Now obviously, how psychology measures up against other disciplines varies by faculty rank and institutional classification (as well as by whether an institution is public or private, though that comparison is not included here).
But as Figure 2 below shows, only 6 out of 16 types of positions in psychology (~38%) fall in the top half of the income distribution for academics (i.e., New Assistant Professors at Baccalaureate institutions and Research institutions, Assistant Professors at Research institutions, and Full Professors at Baccalaureate, Master’s, and Research institutions).
Figure 2: Percentile Rank for Tenured and Tenure-track Faculty Positions by Faculty Rank and Institutional Classification.
Among the four institutional classifications, psychology professors at Research level institutions are generally paid best relative to their peers in other disciplines (average percentile rank = 0.53), and psychology professors at Master’s level institutions are generally paid most poorly relative to their peers in other disciplines (average percentile rank = 0.36).
So what should we take away from all of this?
For one thing, given that there are many more Master’s level institutions in the country than Research level institutions (and that one is therefore more likely to land a tenure-track position at a Master’s level institution than at a better paying Research level institution), most psychologists on the tenure-track job market, whether they realize it or not, are in a race to the bottom half of the academic pay scale .
Each year, more and more people compete for a relatively small number of jobs, yet on average, most of these “highly competitive” jobs pay less than similar positions at similar institutions in other academic disciplines.
But then if you are a psychology professor at a smaller Master’s level institution, perhaps you don’t necessarily care whether you are making less money than most of your peers in other fields.
After all, academics aren’t supposed to care about money…Right?
If you’re a professor at a college or university, perhaps you tell yourself that you do what you do because of your love for teaching and because of your commitment to lifelong learning and scientific discovery.
Whatever it takes to resolve the cognitive dissonance.
 Thanks to Linda Skitka (@LindaSkitka) and Erika Salomon (@ecsalomon) for reaching out to me on Twitter to point out that the National Science Foundation (NSF) publishes estimates of the number of people who earn a doctoral degree each year.
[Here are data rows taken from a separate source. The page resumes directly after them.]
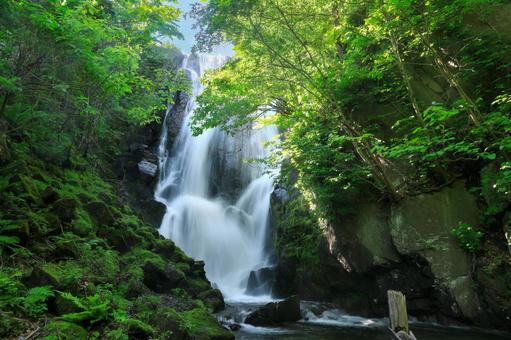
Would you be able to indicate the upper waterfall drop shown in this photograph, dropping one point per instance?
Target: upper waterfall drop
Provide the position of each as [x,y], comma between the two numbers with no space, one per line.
[218,204]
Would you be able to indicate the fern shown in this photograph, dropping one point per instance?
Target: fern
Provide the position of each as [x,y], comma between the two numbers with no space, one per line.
[35,301]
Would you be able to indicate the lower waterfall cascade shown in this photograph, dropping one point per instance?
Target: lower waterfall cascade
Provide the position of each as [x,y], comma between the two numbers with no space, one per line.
[225,225]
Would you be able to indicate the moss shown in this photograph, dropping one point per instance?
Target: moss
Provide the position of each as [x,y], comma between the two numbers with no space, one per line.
[82,224]
[138,329]
[62,330]
[202,324]
[196,286]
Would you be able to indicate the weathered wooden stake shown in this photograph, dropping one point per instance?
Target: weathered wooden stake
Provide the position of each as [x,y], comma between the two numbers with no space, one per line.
[398,315]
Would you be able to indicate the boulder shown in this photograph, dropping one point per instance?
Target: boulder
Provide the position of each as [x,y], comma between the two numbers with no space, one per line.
[507,230]
[65,209]
[422,226]
[162,280]
[213,299]
[276,312]
[153,212]
[65,305]
[147,168]
[49,195]
[65,331]
[261,281]
[280,195]
[100,213]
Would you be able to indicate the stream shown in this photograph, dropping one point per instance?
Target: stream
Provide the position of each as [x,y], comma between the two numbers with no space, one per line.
[324,322]
[218,207]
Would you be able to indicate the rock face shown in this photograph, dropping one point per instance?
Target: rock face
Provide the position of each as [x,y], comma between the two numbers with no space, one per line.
[422,226]
[261,281]
[137,168]
[408,246]
[276,312]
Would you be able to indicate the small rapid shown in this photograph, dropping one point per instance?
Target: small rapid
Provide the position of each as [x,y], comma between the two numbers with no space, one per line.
[218,202]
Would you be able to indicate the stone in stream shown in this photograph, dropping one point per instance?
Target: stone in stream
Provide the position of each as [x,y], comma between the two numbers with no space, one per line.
[276,312]
[260,281]
[147,168]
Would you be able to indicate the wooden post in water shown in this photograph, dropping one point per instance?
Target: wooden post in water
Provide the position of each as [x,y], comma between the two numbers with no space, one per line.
[399,316]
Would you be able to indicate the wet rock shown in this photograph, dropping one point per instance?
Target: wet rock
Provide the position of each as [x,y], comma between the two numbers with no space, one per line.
[261,281]
[276,312]
[100,213]
[49,195]
[153,212]
[234,327]
[147,168]
[165,248]
[65,330]
[280,195]
[176,117]
[64,305]
[213,298]
[162,280]
[421,226]
[65,209]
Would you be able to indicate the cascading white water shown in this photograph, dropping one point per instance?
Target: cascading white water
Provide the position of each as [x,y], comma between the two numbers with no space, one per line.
[211,219]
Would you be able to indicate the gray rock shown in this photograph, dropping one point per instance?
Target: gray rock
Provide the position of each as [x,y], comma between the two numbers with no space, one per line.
[147,168]
[276,312]
[280,195]
[422,226]
[261,281]
[161,280]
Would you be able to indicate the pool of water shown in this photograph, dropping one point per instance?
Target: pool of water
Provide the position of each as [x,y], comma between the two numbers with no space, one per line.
[321,322]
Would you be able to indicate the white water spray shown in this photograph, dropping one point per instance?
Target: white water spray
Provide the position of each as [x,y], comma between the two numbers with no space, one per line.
[217,204]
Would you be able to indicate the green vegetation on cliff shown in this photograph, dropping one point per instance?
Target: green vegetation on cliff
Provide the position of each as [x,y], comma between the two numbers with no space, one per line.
[75,261]
[376,100]
[383,106]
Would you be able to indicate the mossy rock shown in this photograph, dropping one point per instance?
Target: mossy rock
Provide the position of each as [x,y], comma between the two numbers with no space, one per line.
[62,330]
[167,319]
[63,276]
[138,329]
[65,208]
[82,225]
[197,286]
[164,248]
[101,213]
[203,325]
[213,299]
[67,305]
[24,186]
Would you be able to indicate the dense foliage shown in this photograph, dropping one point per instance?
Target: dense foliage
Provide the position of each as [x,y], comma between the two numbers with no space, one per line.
[76,262]
[375,98]
[70,70]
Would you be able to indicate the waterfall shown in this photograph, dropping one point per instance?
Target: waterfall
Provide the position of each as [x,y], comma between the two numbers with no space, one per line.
[217,203]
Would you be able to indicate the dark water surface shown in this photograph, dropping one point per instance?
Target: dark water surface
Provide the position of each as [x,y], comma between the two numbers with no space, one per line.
[310,331]
[325,323]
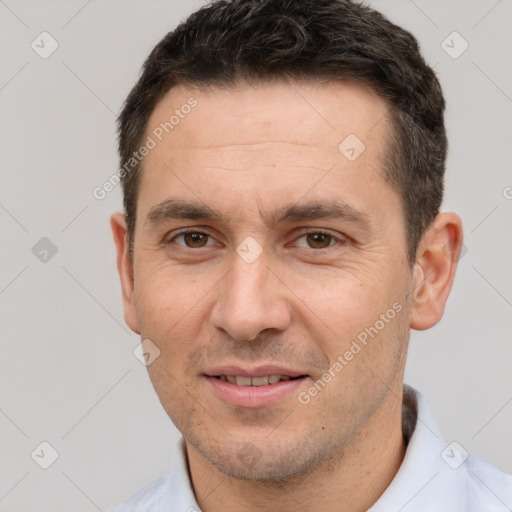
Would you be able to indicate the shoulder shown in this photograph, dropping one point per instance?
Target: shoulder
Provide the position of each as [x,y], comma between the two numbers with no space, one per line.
[152,498]
[488,488]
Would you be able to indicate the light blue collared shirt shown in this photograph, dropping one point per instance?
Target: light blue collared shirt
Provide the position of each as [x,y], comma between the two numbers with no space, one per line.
[433,477]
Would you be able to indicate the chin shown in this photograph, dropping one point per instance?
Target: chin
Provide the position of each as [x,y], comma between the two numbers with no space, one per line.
[265,465]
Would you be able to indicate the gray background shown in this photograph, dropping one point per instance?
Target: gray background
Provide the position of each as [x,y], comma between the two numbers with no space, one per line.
[68,373]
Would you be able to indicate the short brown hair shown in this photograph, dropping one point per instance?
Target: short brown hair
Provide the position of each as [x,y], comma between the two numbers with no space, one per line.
[227,42]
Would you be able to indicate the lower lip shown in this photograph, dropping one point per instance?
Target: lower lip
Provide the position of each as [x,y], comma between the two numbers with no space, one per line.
[254,396]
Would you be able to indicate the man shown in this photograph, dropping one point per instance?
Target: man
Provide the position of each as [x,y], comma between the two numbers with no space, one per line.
[282,165]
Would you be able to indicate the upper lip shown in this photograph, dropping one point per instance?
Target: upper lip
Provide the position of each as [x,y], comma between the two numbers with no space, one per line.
[253,371]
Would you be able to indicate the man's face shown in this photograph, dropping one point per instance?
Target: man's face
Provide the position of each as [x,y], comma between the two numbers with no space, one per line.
[268,284]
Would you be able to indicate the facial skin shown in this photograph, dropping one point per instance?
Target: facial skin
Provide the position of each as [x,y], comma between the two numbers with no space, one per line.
[248,152]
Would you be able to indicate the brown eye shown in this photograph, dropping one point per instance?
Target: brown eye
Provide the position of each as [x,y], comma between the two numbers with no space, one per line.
[318,240]
[192,239]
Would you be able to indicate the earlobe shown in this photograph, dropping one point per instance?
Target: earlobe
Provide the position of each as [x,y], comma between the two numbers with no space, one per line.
[434,270]
[125,269]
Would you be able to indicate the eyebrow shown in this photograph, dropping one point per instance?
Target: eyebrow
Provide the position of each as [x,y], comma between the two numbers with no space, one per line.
[174,208]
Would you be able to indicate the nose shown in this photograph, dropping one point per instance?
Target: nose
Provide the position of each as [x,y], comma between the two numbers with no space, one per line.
[251,299]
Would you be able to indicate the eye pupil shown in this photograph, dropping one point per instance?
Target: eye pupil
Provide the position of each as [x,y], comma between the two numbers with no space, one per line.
[318,240]
[195,239]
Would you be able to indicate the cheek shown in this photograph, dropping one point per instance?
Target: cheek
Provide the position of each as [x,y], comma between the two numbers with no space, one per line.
[170,309]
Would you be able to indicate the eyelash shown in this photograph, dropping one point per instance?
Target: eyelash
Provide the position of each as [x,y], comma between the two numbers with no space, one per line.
[339,240]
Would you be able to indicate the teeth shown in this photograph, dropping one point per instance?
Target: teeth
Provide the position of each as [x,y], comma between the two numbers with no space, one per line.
[259,381]
[241,380]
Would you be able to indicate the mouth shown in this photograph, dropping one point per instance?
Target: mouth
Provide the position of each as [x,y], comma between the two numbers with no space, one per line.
[266,380]
[254,388]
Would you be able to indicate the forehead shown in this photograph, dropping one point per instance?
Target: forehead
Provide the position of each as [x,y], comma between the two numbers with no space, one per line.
[264,138]
[315,115]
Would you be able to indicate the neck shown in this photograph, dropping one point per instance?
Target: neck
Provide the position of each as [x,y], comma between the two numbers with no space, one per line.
[351,481]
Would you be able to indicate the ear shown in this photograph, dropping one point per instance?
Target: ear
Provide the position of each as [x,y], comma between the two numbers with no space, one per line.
[125,269]
[434,270]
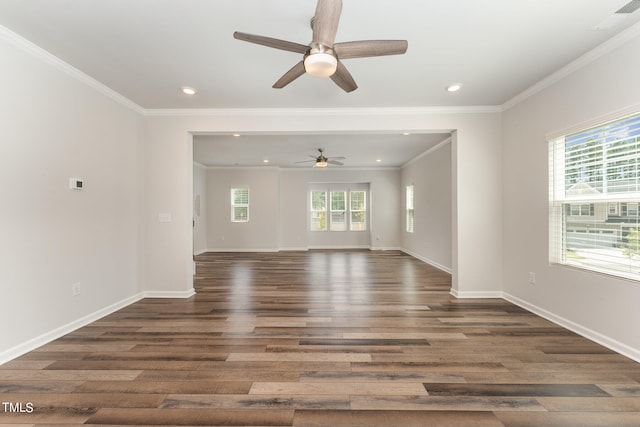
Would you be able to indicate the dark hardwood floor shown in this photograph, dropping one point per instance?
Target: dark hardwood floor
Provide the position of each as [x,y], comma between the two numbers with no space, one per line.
[321,338]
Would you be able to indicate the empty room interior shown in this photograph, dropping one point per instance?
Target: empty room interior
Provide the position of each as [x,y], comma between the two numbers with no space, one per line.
[320,212]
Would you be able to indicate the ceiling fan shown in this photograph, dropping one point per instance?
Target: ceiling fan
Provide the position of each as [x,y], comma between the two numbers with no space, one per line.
[323,57]
[320,161]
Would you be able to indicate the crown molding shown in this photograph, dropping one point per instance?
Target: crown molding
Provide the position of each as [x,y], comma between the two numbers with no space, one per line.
[50,59]
[314,112]
[428,152]
[584,60]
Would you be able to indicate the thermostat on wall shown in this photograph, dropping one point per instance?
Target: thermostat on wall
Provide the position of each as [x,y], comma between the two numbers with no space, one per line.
[76,184]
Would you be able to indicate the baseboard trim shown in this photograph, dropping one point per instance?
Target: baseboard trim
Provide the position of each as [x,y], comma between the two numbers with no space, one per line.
[618,347]
[169,294]
[476,295]
[428,261]
[46,338]
[240,250]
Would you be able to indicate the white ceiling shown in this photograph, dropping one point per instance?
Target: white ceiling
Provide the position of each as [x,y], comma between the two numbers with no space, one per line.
[146,50]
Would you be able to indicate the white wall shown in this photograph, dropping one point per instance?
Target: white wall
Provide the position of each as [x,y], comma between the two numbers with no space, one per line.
[477,190]
[52,128]
[430,175]
[199,209]
[279,202]
[602,307]
[382,227]
[260,233]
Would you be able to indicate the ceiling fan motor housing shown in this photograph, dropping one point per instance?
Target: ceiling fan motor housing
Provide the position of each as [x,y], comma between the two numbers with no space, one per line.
[321,61]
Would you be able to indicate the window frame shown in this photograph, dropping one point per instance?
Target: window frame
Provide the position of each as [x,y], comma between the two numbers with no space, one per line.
[337,214]
[239,206]
[596,167]
[409,208]
[360,211]
[318,215]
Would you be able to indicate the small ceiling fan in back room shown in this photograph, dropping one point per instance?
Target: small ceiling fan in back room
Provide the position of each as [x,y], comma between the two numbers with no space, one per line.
[322,57]
[321,161]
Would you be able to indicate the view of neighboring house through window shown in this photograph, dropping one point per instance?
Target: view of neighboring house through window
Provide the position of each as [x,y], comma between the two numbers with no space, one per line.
[239,205]
[409,208]
[594,198]
[338,210]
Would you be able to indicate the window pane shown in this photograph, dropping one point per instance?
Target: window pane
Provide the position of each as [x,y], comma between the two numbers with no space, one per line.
[357,221]
[239,204]
[318,221]
[240,196]
[357,200]
[409,208]
[338,200]
[338,222]
[318,200]
[594,199]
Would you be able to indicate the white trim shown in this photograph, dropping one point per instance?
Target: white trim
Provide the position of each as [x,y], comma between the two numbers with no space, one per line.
[170,294]
[241,250]
[594,54]
[294,249]
[476,295]
[596,121]
[386,248]
[36,51]
[428,261]
[599,338]
[429,151]
[314,112]
[324,248]
[47,337]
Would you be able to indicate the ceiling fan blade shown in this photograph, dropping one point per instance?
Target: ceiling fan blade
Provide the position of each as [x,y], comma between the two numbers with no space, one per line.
[325,21]
[271,42]
[342,77]
[368,48]
[295,72]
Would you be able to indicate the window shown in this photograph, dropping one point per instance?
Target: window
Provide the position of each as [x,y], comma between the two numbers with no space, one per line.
[318,210]
[338,210]
[239,205]
[594,198]
[358,210]
[409,204]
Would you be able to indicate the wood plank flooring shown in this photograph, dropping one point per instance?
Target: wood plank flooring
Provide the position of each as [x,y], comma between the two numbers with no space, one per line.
[321,338]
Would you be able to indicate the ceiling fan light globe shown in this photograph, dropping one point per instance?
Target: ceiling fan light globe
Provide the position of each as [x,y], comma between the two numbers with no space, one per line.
[320,64]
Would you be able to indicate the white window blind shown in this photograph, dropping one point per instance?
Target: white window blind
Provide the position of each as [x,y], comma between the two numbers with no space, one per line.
[239,205]
[594,188]
[318,210]
[338,210]
[358,208]
[409,208]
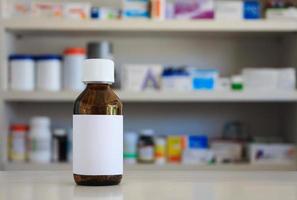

Based on the numbers from the NSF, the chance of securing a tenure-track faculty position right out of graduate school is higher than what I estimated in my previous post – around 30%. However, the NSF may underestimate the number of doctorates awarded each year in psychology, as their estimates for the field as a whole (across all areas of specialization) are considerably lower than estimates published by the American Psychological Association’s Center for Workforce Studies. As such, a reasonable estimate of the chances of landing a tenure-track faculty position right out of graduate school is probably somewhere between 18% and 30%.
 Click here to read the accompanying press release, which highlights some notable findings from the survey, such as the fact that overall median base salaries of tenured and tenure-track faculty members in the U.S. increased by 2.1% from the previous year, which was better than inflation (1.5%). Furthermore, salary increases were greater at public institutions (2.2%) than at private institutions (2.0%) for the first time in four years.
 According to data from the Carnegie Classifications website, Master’s level institutions account for 40% of all four-year colleges and universities in the country. Baccalaureate institutions account for 44%, Research institutions account for 11%, and Doctoral institutions account for 5%.